Dr Yun noted that in the CheckMate 067 study, outcomes were significantly better with nivolumab plus ipilimumab than with ipilimumab alone, "which strongly supports our claim."
"At this point, we have very good evidence from randomized trials and meta-analyses that shows that anti-PD-1 therapy may have better efficacy than ipilimumab," he told Medscape Medical News. The next question will be whether nivolumab plus ipilimumab is better than nivolumab alone, he said.
"Apparently, combination treatment is associated with better efficacy — although this needs to be proved by randomized trials — but much higher treatment-related adverse events, which should be balanced with the efficacy," added Dr Yun.
Best Outcomes With Checkpoint Inhibitors
Metastatic cutaneous melanoma generally has a poor prognosis, with a 2-year survival rate of less than 20%, when treated with conventional chemotherapies, the investigators report. But in BRAF-mutant melanoma, targeted therapies, such as BRAF and MEK inhibitors, have demonstrated a significant survival advantage.

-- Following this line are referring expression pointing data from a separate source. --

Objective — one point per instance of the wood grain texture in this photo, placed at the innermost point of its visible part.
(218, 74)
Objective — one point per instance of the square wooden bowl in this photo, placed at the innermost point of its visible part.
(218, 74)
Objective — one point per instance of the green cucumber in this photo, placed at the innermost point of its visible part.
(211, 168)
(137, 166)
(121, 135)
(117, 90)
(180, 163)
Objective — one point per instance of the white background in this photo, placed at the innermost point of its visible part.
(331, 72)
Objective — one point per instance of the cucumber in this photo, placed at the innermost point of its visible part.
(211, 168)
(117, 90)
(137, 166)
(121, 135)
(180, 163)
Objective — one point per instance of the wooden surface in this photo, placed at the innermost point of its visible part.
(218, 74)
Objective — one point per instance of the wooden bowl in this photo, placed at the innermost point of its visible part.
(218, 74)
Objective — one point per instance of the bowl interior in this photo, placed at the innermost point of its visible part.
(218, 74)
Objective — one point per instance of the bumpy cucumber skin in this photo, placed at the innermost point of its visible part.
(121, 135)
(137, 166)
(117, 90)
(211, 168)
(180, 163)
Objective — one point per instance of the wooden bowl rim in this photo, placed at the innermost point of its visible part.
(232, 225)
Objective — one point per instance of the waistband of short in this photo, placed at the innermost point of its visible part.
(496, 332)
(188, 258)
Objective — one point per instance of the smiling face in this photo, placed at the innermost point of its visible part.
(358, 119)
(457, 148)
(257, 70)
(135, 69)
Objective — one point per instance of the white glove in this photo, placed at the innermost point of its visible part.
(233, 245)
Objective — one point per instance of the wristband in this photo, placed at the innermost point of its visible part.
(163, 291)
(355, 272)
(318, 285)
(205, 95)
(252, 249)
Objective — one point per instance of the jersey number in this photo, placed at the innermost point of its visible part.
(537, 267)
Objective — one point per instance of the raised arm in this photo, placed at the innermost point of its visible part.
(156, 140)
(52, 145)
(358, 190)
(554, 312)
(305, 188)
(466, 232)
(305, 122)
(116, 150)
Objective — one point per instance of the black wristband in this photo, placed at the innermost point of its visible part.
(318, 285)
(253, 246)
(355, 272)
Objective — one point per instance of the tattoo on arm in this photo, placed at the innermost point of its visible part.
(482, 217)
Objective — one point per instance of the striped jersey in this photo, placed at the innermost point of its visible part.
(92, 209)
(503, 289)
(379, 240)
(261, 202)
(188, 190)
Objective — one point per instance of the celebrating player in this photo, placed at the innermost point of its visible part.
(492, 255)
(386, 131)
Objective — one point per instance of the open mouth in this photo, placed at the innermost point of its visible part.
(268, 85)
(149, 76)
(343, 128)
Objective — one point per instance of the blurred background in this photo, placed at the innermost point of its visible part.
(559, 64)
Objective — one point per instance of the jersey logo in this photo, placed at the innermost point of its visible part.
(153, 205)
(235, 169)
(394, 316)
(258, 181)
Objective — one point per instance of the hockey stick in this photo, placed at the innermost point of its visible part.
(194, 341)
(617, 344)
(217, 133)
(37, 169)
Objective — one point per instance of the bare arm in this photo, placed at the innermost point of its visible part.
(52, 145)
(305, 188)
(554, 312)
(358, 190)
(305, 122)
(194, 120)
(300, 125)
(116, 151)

In addition, immunotherapy has risen to the forefront of cancer therapy with the blockade of the inhibitory receptors CTLA-4 and PD-1 and the PD ligand 1 (PD-L1); this approach in known as immune-checkpoint blockade.
Recent randomized trials of nivolumab and pembrolizumab have demonstrated a survival advantage in patients who progressed after ipilimumab treatment, the investigators point out. But the degree of clinical benefit from these agents appears to be variable, and seemingly dependent on target pathways and agents.
The pair conducted a systematic review and meta-analysis to compare the efficacy and safety of immune checkpoint inhibitors with conventional chemotherapy or vaccination.
Six phase 2 or 3 randomized controlled trials (three with anti-CTLA-4 immunotherapy and three with anti-PD-1 immunotherapy), with a total of 3196 patients, were selected for the meta-analysis. Of this cohort, 1960 were treated with immunotherapy — 790 with ipilimumab, 327 with tremelimumab, 482 with nivolumab, and 361 with pembrolizumab — and 1236 were treated with chemotherapy — 1100 with dacarbazine, carboplatin, temozolomide, or paclitaxel, and 136 with gp100.
The rate of progression-free survival was better with immune checkpoint inhibitors than with control treatments (28.5% vs 17.7%; relative risk [RR], 0.84; 95% conference interval [CI], 0.76 - 0.93; P = .0004), as was the rate of overall survival (51.2% vs 38.8%; RR, 0.72; 95% CI, 0.59 - 0.88; P = .001), and the overall response rate (23.2% vs 12.0%; RR, 0.86; 95% CI, 0.78 - 0.94; P = .001).
In the subgroup analysis, progression-free survival was better with anti-CTLA-4 therapy than with control treatments, and was better with anti-PD-1 inhibitors than with control treatments. However, there were significant differences in the subgroups; nivolumab or pembrolizumab were favored over ipilimumab or tremelimumab (RR, 0.92 vs 0.74; P < .00001).
For patients treated with nivolumab or pembrolizumab, the overall response rate was better in PD-L1-positive and ipilimumab-naïve patients than in PD-L1-negative patients (RR, 0.57 vs 0.84; P = .001) and ipilimumab-refractory patients (RR, 0.64 vs 0.80; P = .03). BRAF mutation status did not have any prognostic impact on the rate of overall response.
This work was supported by predoctoral fellowships to Ms Vincelette from the Mayo Foundation for Education and Research and a Bressler Alpert Society research grant from the University of Arizona to Dr Yun.
Society for Melanoma Research (SMR) 2015 Congress. Presented November 18, 2015.